If $F$ is multiplicative, then show that $f$ is multiplicative (without the Mobius inversion formula)

Question

I have

$F(n) = \sum_{d\mid n} f(d)$ where $F$ is multiplicative. I need to prove that $f$ is multiplicative, without the Mobius inversion formula, which is introduced in a later chapter. The following is my work:

$\because F(1) = 1$, $$\sum_{d\mid 1}^{}f(d) = f(1) = 1$$ Let $p$ and $q$ be prime. $$F(p) = \sum_{d\mid p}^{} f(p) = f(1) + f(p) = 1 + f(p)$$ $$f(p) = F(p) - 1$$ Similarly, $$F(p^2) = \sum_{d\mid p^2}^{}f(d) = f(1) + f(p) + f(p^2) = 1 + F(p) - 1 + f(p^2) = F(p) + f(p^2)$$ $$f(p^2) = F(p^2) - F(p)$$ $$F(p^3) = \sum_{d\mid p^3}^{} f(d) = f(1) + f(p) + f(p^2) + f(p^3) = 1 + F(p) - 1 + F(p^2) - F(p) + f(p^3)$$ $$\therefore f(p^3) = F(p^3) - F(p^2)$$\newline We claim that $f(p^n) = F(p^n) - F(p^{n-1})$. We prove this by strong induction. Let the statement $f(p^k) = F(p^k) - F(p^{k-1})$ be true for $1\leq k \leq n.$Then $$F(p^{n+1}) = f(1) + f(p^{2}) + \dots + f(p^{n+1})$$ $$\therefore F(p^{n+1}) = {1} + {F(p)} - {1} + {F(p^2)} - {F(p)} + \dots + {F(p^{n-1})} - {F(p^{n-2})} + F(p^{n}) - {F(p^{n-1})} + f(p^{n+1})$$ $$f(p^{n+1}) = F(p^{n+1})-F(p^n)$$Thus our claim is true, by induction. $$f(p^r)f(q^s) = [F(p^r) - F(p^{r-1})][F(q^s) - F(q^{s-1})] = F(p^r q^s) - F(p^r q^{s-1}) - F(p^{r-1} q^{s}) + F(p^{r-1} q^{s-1}) $$ $\because F$ is multiplicative. $$f(p^r)f(q^s) = \Bigg[\sum_{d\mid p^r q^s}^{} f(d) - \sum_{d\mid p^r q^{s-1}}^{} f(d)\Bigg] - \Bigg[\sum_{d\mid p^{r-1} q^s}^{} f(d) - \sum_{d\mid p^{r-1} q^{s-1}}^{} f(d)\Bigg]$$ $$f(p^r)f(q^s) = \Bigg[f(q^{s}) + f(pq^{s}) + \dots + f(p^{r-1}q^{s}) + f(p^{r}q^{s})\Bigg] - \Bigg[f(q^{s}) + f(pq^{s}) + \dots + f(p^{r-1}q^{s}) \Bigg] = f(p^r q^s)$$

How do I get from here to $f$ is multiplicative?
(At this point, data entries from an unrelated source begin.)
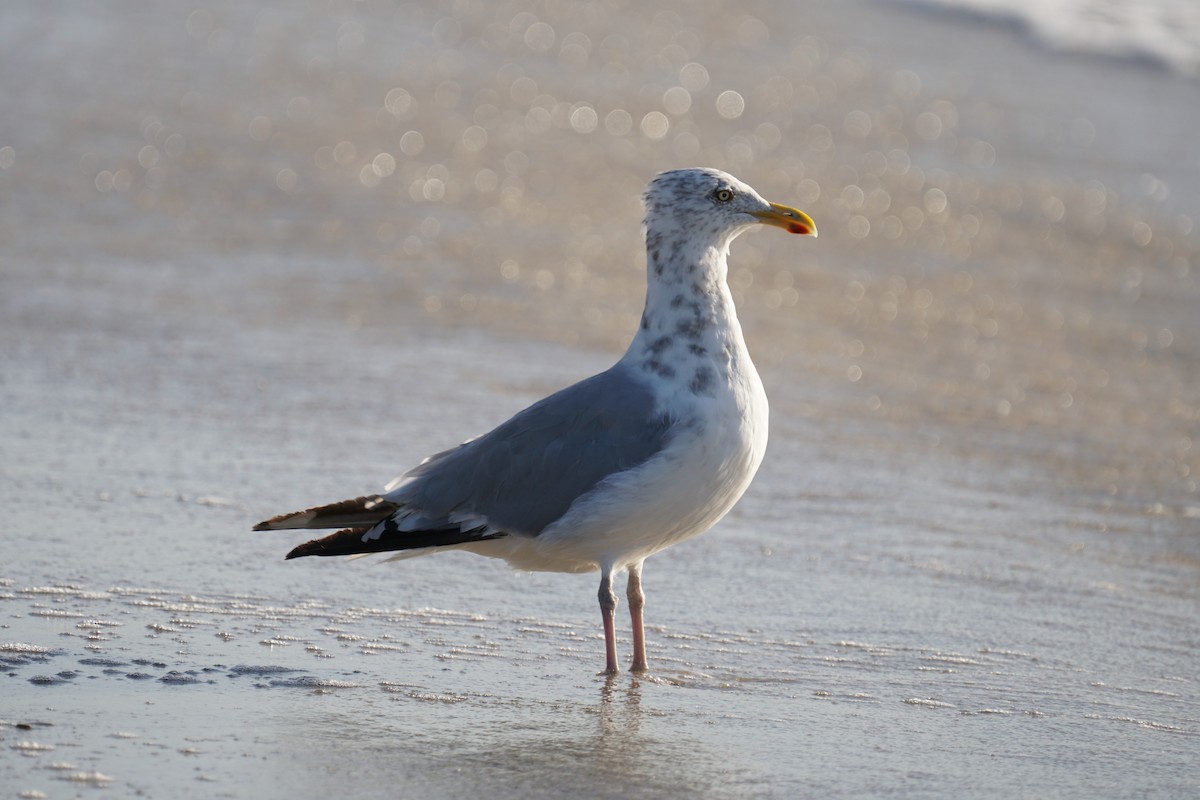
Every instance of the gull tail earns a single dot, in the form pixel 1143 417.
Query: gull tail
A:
pixel 360 512
pixel 370 527
pixel 361 541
Thank you.

EDIT:

Okay, from the first comment I get:

$$\sum_{d\mid mn} f(d) = \sum_{u\mid m} \sum_{v\mid n} f(uv)$$

Where m an n are coprime. And $u$ and $v$ are coprime too. And there is a bijection between $d$ and $uv$.

Also:

$$\sum_{d\mid mn} f(d) = F(m)F(n) = \sum_{u\mid m} f(u) \sum_{v\mid n} f(v) = \sum_{u\mid m} \sum_{v\mid n} f(u)f(v) $$

$$\therefore f(uv) = f(u)f(v)$$ and thus $f$ is multiplicative.

Answer 1

This can be done by induction.

Assume $f$ is not multiplicative. Let $f(m)f(n) \ne f(mn)$ where $m$ and $n$ are relatively prime and $mn$ is chosen to be minimal.

Now

$$ F(m)F(n) = \sum_{d|m} f(d) \sum_{e|n} f(e) = \sum_{d|m, e|n} f(d)f(e), $$ and $$ F(mn) = \sum_{l|mn} f(l) = \sum_{d|m, e|n} f(de). $$

By the choice of $m$ and $n$, all the terms in the sums on the right are identical except the term $f(m)f(n)$ in the first equation and the term $f(mn)$ in the second, which are assumed to differ. It follows that $F(mn) \ne F(m)F(n)$, a contradiction.